Puissiez‑vous, une fois par jour, pour la refroidir, oublier votre culture, votre langue, votre nation, votre lieu de séjour, l'équipe de football de votre village, même votre sexe et votre religion, bref l'épaisseur de vos clôtures. Les femmes changent bien de nom, passé le mariage, les voyageurs d'adresse et les émigrés de passeport. Traduisez quelque mot étranger, trahissez le dialecte aisé en votre bouche, songez que celui que l'on accuse de traîtrise traverse, au sens littéral (tra‑ducit), une frontière, se déplace tout simplement, et qu'importateur ou exportateur, il donne, à travers cette barrière (trans‑dare).
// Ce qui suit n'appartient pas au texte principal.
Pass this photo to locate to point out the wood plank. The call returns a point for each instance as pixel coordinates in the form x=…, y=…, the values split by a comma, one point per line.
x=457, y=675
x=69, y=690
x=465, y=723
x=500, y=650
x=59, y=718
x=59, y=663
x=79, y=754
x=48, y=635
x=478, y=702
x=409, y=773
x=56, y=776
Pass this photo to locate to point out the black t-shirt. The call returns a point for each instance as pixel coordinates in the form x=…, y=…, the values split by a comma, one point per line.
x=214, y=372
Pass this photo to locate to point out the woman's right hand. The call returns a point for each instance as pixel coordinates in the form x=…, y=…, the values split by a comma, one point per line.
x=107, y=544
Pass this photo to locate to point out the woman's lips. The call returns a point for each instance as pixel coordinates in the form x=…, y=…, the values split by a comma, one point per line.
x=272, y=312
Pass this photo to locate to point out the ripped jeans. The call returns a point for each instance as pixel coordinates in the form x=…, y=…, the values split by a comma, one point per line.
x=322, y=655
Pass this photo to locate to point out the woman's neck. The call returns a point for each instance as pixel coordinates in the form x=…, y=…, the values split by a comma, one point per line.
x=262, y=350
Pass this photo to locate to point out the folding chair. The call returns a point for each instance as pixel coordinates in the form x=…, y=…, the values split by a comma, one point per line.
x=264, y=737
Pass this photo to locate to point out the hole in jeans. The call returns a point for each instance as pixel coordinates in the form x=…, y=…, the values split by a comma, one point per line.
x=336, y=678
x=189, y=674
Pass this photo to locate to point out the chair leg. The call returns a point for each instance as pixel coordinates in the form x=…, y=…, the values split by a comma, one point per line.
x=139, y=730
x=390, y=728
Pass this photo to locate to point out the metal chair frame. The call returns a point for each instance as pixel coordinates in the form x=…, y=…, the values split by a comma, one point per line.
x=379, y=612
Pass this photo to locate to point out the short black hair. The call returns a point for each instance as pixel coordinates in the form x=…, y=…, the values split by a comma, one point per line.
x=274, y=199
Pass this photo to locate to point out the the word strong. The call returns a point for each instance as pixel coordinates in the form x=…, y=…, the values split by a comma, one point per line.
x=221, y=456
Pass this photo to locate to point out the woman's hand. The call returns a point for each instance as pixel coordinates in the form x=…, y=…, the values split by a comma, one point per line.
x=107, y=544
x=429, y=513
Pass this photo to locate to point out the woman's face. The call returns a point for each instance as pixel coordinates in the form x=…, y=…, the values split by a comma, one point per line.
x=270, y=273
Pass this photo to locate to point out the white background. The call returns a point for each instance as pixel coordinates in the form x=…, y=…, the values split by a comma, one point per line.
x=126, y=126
Appelez plutôt ce traître un échangeur. Bénissez les traducteurs. Femmes, épousez l'ennemi de votre frère. Si vous habitez à l'ombre d'un clocher modeste ou d'une cathédrale, regardez‑les une fois le jour, à midi par exemple, comme une ziggourat, une pyramide, une mosquée ou comme une pagode sans ombre. Bienheureuses religions dont le récit fondateur ne déifie pas la terre propre, mais au contraire en bénit une tout autre, lointaine, dite sainte et tellement inaccessible que celle sur laquelle se développe la vie réelle devient vallée de larmes et lieu d'exil. D'où sommes‑nous ? De nulle part, d'ailleurs, de la transcendance. Exerçons ‑nous, enfin, en cette heure de lumière, à travestir notre ami en Persan et voir nos bêtes dragonnesques comme des princesses bien‑aimées qui appellent au secours. Puissions‑nous, de temps en temps, oublier nos appartenances. Notre identité y gagne. Avec, en prime, la paix.
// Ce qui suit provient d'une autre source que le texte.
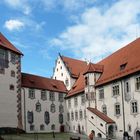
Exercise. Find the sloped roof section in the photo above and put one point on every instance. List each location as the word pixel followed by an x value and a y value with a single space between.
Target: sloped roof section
pixel 78 87
pixel 8 45
pixel 38 82
pixel 101 115
pixel 93 68
pixel 121 63
pixel 74 66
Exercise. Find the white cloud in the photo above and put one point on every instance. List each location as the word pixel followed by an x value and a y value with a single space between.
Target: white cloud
pixel 13 24
pixel 21 5
pixel 69 5
pixel 97 33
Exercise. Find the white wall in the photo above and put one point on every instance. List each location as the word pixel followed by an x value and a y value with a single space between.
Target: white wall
pixel 39 116
pixel 8 98
pixel 60 69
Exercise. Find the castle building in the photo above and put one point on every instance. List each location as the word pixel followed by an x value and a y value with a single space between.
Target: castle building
pixel 10 85
pixel 82 96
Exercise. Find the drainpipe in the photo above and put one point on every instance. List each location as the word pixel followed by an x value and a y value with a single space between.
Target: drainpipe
pixel 123 107
pixel 24 108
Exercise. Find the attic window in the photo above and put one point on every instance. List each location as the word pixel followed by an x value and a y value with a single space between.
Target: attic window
pixel 122 67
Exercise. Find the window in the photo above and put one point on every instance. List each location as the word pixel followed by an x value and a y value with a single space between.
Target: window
pixel 86 81
pixel 31 93
pixel 127 90
pixel 117 109
pixel 30 117
pixel 134 107
pixel 138 83
pixel 42 127
pixel 76 115
pixel 12 73
pixel 61 118
pixel 85 114
pixel 32 127
pixel 53 127
pixel 129 128
pixel 82 99
pixel 68 116
pixel 52 96
pixel 38 107
pixel 43 95
pixel 81 114
pixel 67 82
pixel 61 109
pixel 104 109
pixel 101 93
pixel 115 89
pixel 47 117
pixel 72 116
pixel 13 58
pixel 2 71
pixel 60 97
pixel 75 101
pixel 3 59
pixel 52 108
pixel 12 87
pixel 69 103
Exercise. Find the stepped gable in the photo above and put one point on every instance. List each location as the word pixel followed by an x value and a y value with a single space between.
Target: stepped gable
pixel 121 63
pixel 101 115
pixel 93 68
pixel 8 45
pixel 38 82
pixel 74 66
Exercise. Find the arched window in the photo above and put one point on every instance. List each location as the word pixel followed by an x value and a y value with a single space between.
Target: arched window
pixel 52 108
pixel 47 117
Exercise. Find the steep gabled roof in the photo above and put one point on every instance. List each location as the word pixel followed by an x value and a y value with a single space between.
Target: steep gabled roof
pixel 93 68
pixel 38 82
pixel 78 87
pixel 8 45
pixel 75 67
pixel 101 115
pixel 121 63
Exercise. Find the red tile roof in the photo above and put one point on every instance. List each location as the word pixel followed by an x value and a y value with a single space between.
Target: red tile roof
pixel 8 45
pixel 121 63
pixel 78 87
pixel 101 115
pixel 74 66
pixel 38 82
pixel 93 68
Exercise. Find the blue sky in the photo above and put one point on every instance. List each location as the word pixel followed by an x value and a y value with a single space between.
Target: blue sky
pixel 82 29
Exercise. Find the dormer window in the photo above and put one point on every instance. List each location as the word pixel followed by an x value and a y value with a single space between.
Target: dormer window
pixel 122 67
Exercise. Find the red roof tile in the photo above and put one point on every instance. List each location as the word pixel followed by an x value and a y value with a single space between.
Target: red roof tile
pixel 8 45
pixel 38 82
pixel 101 115
pixel 74 66
pixel 121 63
pixel 78 87
pixel 93 68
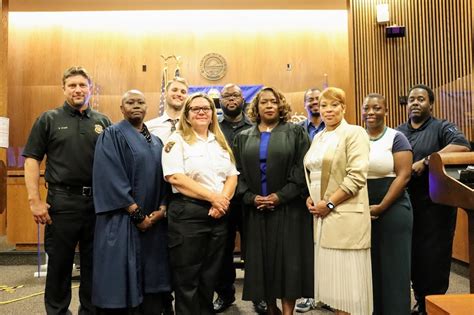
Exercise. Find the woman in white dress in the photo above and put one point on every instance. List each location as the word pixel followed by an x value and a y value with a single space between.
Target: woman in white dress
pixel 336 173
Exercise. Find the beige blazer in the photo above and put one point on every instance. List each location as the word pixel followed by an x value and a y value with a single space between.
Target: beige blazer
pixel 345 165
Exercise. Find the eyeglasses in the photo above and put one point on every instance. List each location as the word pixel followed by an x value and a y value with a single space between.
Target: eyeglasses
pixel 235 95
pixel 197 110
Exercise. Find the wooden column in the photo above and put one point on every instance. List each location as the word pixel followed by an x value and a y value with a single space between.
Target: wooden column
pixel 3 95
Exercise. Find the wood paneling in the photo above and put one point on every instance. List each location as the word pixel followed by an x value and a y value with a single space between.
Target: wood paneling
pixel 3 84
pixel 436 51
pixel 461 237
pixel 22 229
pixel 79 5
pixel 115 55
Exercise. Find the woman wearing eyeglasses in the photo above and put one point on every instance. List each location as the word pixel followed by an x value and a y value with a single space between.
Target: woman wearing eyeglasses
pixel 278 244
pixel 200 166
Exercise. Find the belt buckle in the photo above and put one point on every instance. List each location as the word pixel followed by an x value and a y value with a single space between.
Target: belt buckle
pixel 87 191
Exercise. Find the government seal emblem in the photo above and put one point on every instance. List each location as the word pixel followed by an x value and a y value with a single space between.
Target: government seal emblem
pixel 98 129
pixel 213 67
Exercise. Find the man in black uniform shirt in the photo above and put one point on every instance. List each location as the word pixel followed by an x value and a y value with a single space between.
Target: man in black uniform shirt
pixel 67 135
pixel 433 224
pixel 231 122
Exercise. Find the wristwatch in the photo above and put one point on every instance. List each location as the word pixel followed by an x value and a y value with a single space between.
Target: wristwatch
pixel 330 205
pixel 426 160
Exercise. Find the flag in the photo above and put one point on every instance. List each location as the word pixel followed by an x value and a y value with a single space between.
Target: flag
pixel 161 106
pixel 177 72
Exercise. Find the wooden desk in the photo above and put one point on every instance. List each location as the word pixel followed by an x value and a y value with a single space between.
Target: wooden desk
pixel 22 230
pixel 450 304
pixel 447 190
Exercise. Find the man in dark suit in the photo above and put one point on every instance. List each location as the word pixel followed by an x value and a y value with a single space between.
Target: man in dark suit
pixel 232 122
pixel 313 124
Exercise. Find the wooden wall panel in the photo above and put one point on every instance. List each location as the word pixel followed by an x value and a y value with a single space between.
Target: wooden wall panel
pixel 80 5
pixel 437 51
pixel 115 58
pixel 3 85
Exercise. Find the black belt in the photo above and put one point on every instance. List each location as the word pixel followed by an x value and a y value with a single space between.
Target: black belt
pixel 200 202
pixel 75 190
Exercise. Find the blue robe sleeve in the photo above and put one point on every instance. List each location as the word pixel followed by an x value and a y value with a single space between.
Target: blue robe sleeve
pixel 112 172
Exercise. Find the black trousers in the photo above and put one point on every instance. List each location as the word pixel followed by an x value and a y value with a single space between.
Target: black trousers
pixel 225 286
pixel 73 223
pixel 432 244
pixel 196 243
pixel 152 305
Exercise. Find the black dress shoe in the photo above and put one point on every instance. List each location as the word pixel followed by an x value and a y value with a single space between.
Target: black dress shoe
pixel 260 307
pixel 221 305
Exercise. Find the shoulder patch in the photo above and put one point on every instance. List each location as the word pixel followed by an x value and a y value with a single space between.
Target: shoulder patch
pixel 98 129
pixel 169 145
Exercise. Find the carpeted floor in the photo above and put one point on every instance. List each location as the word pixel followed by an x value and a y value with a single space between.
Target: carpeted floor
pixel 24 292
Un aveu d'identité: tout inné, tout acquis
J'aime que le principe de l'identité se réduise à une tautologie vide, l'ontologie qui la supporte s'annulant de ce coup. Mon visage prend la forme d'un rond blanc, mon corps d’un manteau candide. Portrait sans traits, cire plastique à loisir. La carte peuplée se projette alors sur la carte blanche, toutes choses autres s'imprimant sur une telle incandescence : la beauté de telle amie, la laideur des villes des États‑Unis, l'étincelant Sahara, les Andes transcendantes, les courants du détroit de Baffin aux icebergs à la queue leu leu, les volcans triangulaires du Japon, brigands et saints, humbles et rois, grutiers, laboureurs, putains, ministres, tueurs au pouvoir et amoureux secrets de l'amour, savoirs et musiques. Écho bruissant de mille voix, lumière blanche à dix couleurs.
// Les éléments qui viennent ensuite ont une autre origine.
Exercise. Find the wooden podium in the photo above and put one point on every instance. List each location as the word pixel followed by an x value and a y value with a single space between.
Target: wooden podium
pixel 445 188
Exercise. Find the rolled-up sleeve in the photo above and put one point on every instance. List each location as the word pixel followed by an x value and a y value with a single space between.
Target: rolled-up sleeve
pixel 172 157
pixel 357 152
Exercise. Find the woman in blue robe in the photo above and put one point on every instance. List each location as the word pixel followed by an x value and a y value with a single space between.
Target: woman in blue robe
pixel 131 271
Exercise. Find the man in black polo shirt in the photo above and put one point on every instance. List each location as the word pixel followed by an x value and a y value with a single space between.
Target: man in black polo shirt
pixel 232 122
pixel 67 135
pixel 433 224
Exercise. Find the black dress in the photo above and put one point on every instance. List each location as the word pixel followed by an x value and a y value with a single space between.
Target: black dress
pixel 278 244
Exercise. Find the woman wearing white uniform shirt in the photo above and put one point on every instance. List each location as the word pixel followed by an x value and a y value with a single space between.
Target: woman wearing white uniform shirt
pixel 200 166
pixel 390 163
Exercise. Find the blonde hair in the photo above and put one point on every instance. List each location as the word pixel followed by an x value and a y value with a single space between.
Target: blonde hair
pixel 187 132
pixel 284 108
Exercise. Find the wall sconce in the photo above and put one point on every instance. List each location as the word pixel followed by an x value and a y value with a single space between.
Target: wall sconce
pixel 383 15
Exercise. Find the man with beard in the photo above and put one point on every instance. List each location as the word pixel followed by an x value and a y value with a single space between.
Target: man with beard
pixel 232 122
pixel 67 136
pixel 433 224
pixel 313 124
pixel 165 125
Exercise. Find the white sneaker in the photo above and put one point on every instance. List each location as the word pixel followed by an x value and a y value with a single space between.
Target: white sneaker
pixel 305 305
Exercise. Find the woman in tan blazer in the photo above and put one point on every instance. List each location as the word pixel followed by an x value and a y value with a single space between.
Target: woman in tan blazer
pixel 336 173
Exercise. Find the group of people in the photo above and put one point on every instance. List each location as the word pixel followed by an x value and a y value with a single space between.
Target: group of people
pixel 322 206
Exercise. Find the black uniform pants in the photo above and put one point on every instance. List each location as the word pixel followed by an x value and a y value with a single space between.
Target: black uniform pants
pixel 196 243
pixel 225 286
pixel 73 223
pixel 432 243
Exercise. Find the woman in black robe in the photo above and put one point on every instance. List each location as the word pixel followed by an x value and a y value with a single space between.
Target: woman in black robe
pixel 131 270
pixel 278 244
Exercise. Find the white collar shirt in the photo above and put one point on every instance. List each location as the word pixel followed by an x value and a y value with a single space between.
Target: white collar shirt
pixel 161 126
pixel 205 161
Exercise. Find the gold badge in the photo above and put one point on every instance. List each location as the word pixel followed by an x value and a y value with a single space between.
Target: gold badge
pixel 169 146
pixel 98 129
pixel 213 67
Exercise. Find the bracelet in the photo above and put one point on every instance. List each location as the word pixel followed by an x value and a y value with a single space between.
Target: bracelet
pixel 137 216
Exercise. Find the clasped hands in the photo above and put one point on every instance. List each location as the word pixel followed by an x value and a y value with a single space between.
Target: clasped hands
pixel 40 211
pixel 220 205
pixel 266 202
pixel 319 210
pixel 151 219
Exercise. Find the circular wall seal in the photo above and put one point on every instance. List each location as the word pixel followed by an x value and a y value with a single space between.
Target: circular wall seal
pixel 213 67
J'aime que les philosophes sensualistes, au siècle des lumières blanches, aient plongé le moi en cette cire vierge. Le monde s’y envisage et s'y dévisage à loisir, les autres y tiennent un infini entretien. En mon corps, mon âme et mon entendement‑palimpseste, mille textes et dessins se donnent rendez‑vous, pesamment surchargés, oubliés prestement, mémorisés, se chevauchant, effacés sans cesse et cependant toujours repeints et récrits en sillons remodelés. Toutes choses écrites sur cette absence ; ou : personne plus les autres ; voilà le moi. Ego nemo et alii.
Identité, vacuité, virginité. De ce vide surgit tout remplissement possible. Le plérome ou plénitude a besoin de vacance. Une vierge devient mère qui redevient vierge passé sa maternité. Presque tous les vivants, plantes, bêtes, champignons, naissent doués, ne connaissent que leur donné, marqués, munis de limites raides résistant à l'apprentissage, pour tout dire programmés, innés. Pour nous humains, tout s'acquiert, je viens de le dire, comme traces sur la cire ou couleurs dans l'incolore. Mais notre identité native comporte justement cette possibilité de tout acquérir; donnée au départ voilà une omnipotence, une totipotence, au sens où tout dort en puissance. Nous voilà universellement doués, par cette blancheur elle‑même, innée.
Il n'y a pas de discussion ni de contradiction ni même de proportion entre l'acquis et l'inné, entre les deux cartes dont je parle : tout inné, tout acquis, cette étrange addition forme l'Homme.